Dr Pieter Cilliers, Cape Town psychiatrist, also often finds that some depressed patients (especially those who are treatment-resistant) may react more favourably on a treatment regime augmented with medication such as lithium and certain antipsychotics, even though they do not have bipolar. The use of these medications in depressed patients may contribute to the impression that there is an increase in bipolar disorder.
Bipolar disorder also qualifies as a prescribed minimum benefit (PMB), but unipolar depression does not. This means that medical schemes have to cover the costs of treatment for bipolar disorder. It is understandable that some psychiatrists may motivate for depressed patients who are on mood stabilisers to benefit from this.
Bipolar disorder is currently diagnosed according to the Diagnostic and Statistical Manual of Mental Disorders (DSM-IV).
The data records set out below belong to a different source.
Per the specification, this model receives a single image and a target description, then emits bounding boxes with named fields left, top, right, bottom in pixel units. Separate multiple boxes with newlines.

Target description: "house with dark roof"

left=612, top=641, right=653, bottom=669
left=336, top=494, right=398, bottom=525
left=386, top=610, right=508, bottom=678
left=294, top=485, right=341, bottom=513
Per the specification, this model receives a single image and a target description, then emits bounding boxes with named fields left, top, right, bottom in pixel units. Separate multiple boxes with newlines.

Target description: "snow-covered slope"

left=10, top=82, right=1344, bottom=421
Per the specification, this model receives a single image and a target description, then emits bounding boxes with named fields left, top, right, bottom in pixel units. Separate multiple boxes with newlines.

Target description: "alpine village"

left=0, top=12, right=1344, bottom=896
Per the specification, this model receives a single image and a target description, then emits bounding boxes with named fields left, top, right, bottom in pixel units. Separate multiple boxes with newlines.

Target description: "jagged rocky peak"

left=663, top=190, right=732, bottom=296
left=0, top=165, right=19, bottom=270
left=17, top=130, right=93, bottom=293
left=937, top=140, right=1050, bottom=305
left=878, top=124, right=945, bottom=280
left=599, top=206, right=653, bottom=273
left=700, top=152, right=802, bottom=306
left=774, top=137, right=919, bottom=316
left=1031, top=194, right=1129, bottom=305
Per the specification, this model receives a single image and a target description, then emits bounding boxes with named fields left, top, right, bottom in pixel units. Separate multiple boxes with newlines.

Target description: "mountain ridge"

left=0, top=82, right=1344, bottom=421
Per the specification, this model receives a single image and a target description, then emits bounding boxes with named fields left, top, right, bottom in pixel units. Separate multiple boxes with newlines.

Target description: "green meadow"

The fifth edition is out soon.
"The DSM-V will be out shortly and then the current 'overdiagnosis' debate is likely to become a non-issue," says Dr Cilliers. In the new edition, mood disorders will be viewed according to a spectrum. The DSM-V follows a more dimensional approach as opposed to the categorical approach of the current edition.
State vs private
What further complicates the debate in developing countries such as South Africa, are system problems such as limited access to services, especially in the rural and state sector.
“I don’t think it is underdiagnosed in the state sector and overdiagnosed in the private sector. It is underdiagnosed everywhere,” says Van Vuuren.
She thinks that the possible discrepancy in private vs state diagnoses can be explained by the patient profile serviced.
Rural areas have their own challenges. Due to the lack of mental health professionals in the country, thousands of South Africans do not have access to mental healthcare and many who do, prefer to approach community leaders or traditional healers.
“There is a great need for bipolar awareness in rural communities and townships,” says Lefates Makunyane, senior trainer for SADAG, who has just completed training in rural Mpumalanga where access to mental health practitioners is minimal.
“Many patients, who came forward for individual counselling, have not consulted any medical professional regarding their feelings and symptoms. Some of the reasons included that they felt they could use their own ways to cope as these were perceived as life problems. Some of the causes were related to trauma (such as bereavement, crime, violence and accidents) and others were related to poverty issues.”
More harm than good
Many bipolar patients struggle to come to terms with the diagnosis due to the stigma attached to it. By believing that the condition is overdiagnosed, many patients may feel guilty or “irresponsible” and may even reject treatment.
Today treatment options for BMD have improved hugely, information is available and support groups exist.
“I still don’t believe the patients look for or wish for this diagnosis. It still has stigma, it is still frightening,” says Wilson.
“Our most common problem in our call centre, is from bipolar people who have come off their meds (either because of financial constraints or stigma, or feeling much better). They then of course dip so severely and need help again, and usually have to go back to their psychiatrist.
“Then there are also people in certain industries (music, advertising or writing) who almost embrace their illness because they believe they do their most creative work on a manic high.”
“The greatest danger of underdiagnosis is that patients don’t get the necessary help which will optimally treat their condition. Psychiatric symptoms have an impact on all levels of functioning – i.e. social, interpersonal, academic or career. It deprives patients of the opportunity to reach their full potential,” says Dr van Vuuren.